1969 Oldsmobile Cutlass Supreme convertible
          I have never, in my entire life, been so stunned as I was, on Saturday, when I got the call from my youngest daughter, telling me that Marty had died that morning. He’d had a heart attack, she said. My own heart instantly broke. I had to get off of the phone. I couldn’t talk. I couldn’t think. I told her that I had to go, and she understood.
          A hundred things flooded my mind all at once… immediate concern for his family… his wife of 20+-years, their daughter, who is just a year or two behind my own… oh, and, Lord… how that li’l boy of his absolutely worships the ground his Daddy walked on. How will he take it? How will any of them? My heart literally ached for them.

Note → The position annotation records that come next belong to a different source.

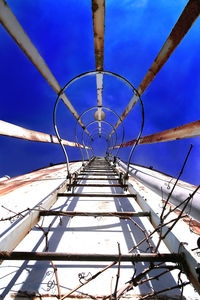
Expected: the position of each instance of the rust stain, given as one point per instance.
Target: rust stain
(181, 132)
(193, 224)
(184, 23)
(11, 130)
(20, 181)
(98, 15)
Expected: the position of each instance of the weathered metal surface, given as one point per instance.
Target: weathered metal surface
(94, 214)
(93, 195)
(175, 240)
(40, 188)
(98, 178)
(13, 184)
(181, 132)
(188, 17)
(13, 27)
(135, 257)
(98, 15)
(11, 130)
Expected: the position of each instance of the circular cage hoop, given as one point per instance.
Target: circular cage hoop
(95, 73)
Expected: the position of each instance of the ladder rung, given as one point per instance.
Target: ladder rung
(134, 257)
(99, 174)
(96, 195)
(124, 214)
(96, 178)
(99, 185)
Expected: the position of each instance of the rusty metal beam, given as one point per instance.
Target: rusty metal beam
(98, 15)
(94, 214)
(13, 27)
(11, 130)
(181, 132)
(56, 256)
(188, 17)
(96, 195)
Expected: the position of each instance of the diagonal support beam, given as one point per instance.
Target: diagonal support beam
(188, 17)
(11, 130)
(181, 132)
(98, 15)
(13, 27)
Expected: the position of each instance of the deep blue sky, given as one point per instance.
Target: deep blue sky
(134, 33)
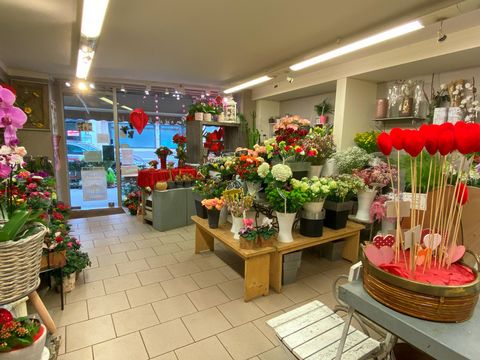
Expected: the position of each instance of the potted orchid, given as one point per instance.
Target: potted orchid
(213, 206)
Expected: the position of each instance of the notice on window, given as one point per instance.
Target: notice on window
(94, 184)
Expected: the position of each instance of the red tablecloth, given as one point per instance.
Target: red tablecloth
(149, 177)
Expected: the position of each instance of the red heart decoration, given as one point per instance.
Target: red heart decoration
(380, 240)
(461, 193)
(138, 119)
(446, 141)
(413, 143)
(384, 143)
(396, 134)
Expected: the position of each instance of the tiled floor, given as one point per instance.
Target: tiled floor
(148, 296)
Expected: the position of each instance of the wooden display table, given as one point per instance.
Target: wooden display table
(257, 262)
(351, 234)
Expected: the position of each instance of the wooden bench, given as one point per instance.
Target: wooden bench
(351, 234)
(257, 262)
(313, 331)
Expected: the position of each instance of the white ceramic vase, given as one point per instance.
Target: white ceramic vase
(315, 170)
(253, 188)
(237, 223)
(285, 224)
(314, 207)
(365, 200)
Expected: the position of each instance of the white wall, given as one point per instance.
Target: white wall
(305, 106)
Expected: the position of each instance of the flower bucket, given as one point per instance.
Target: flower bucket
(237, 223)
(31, 352)
(69, 282)
(285, 225)
(365, 200)
(20, 266)
(213, 217)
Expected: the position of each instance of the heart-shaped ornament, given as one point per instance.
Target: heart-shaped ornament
(377, 256)
(380, 240)
(455, 253)
(432, 240)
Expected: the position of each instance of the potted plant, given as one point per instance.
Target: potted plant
(248, 235)
(238, 204)
(338, 204)
(374, 178)
(284, 199)
(323, 110)
(162, 152)
(267, 234)
(181, 142)
(213, 211)
(21, 338)
(320, 147)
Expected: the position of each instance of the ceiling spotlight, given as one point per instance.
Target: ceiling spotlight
(441, 36)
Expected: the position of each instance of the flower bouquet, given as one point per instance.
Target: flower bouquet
(248, 235)
(213, 206)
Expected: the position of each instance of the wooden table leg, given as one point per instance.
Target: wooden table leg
(42, 312)
(256, 282)
(203, 240)
(276, 271)
(351, 248)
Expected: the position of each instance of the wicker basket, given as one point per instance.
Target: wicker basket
(20, 266)
(424, 301)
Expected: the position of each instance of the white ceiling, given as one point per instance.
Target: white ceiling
(210, 42)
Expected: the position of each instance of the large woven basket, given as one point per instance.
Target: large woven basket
(20, 266)
(424, 301)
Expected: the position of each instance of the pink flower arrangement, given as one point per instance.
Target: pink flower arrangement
(214, 203)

Marty dancing with Ms. Cleveland (1987)
          And then came the memories… how we’d first met, at church it was, back in the 8th grade; about the time we rolled the school guidance counselor’s yard at the behest of our drafting teacher; and how Marty had actually slow-danced with the principal at our Senior Prom. I thought of our gettin’ to hunt doves over at the Ridleys’ that one year; it turned out to be THE BEST dove hunt any of us ever had. And I remembered the night of our high school graduation, when afterwards we celebrated together at the Hungry House and stuck Mr. Presley, our drafting teacher, with the bill. Marty’s ’69 Cutlass convertible with its white interior and white soft top; it’s still one of my favorite cars of all time. That beautiful old Fox double-barreled 12-gauge that was handed down to him; he could make some of the darnedest shots you ever did see with that ol’ scatter gun. And how could I ever forget how, on my 19th birthday, that big lug snuck up on me from behind, bear-hugged me, told me ‘Happy Birthday’, and gave me a peck on the cheek, then ran like the dickens to get away. The only time I’ve ever been kissed by a feller. LOL  Yes, I remembered. I remembered so many things from ‘back-in-the-day’, and even through the tears and hurt, my heart grew warm and I had to smile. They were good memories.
          Soon after, Marty’s sister-in-law called me and asked if I would let our friends know. I told her, of course, I would. It was late that afternoon when I finally reached Tony by phone. My voice broke as I informed him of our friend’s passing. He took the news much as I did; he was stunned, shocked into silence. On my end of the conversation, the tears flowed steadily as we eventually began reminiscing about old times and the three of us.
          A part of me is at peace, because I KNOW without a doubt where Marty is, now. He’s in Heaven. And, I’m sure his Daddy and his Granddaddy Dennis were waitin’ at them pearly gates to greet him with big ol’ back-slappin’ hugs. And, Lawd… just think of how Marty’s face must’ve lit up when he saw Grandmother Harrod, again.
          Yep… I miss my friend already. Regardless of where we were or what was goin’ on or who was around, it never would do him to simply shake my hand, he insisted always on bear huggin’ me, instead. I’m gonna miss that… that, and that big ol’ infectious grin of his! My friend Marty was the kind of person that could brighten up any room by simply walking into it. He never met a stranger, and to the best of my knowledge, he was a friend to all. He genuinely cared about folks and was always tryin’ to show it. I wish I was half the man Martin Ruffin Harrod was.
          This evenin’, I go to say ‘goodbye’ to an old friend; one that, although we didn’t get to see one another as often as we might’ve liked, is still very dear to my heart. It will not be an easy task. The loss of a friend never is. But two things do bring me comfort this day… the first, that the Good Lord has promised that I WILL see my friend again one day; the second, that I have enough heart-warming memories of those three boys to last me ‘til we’re all back together, again, smilin' and laughin'.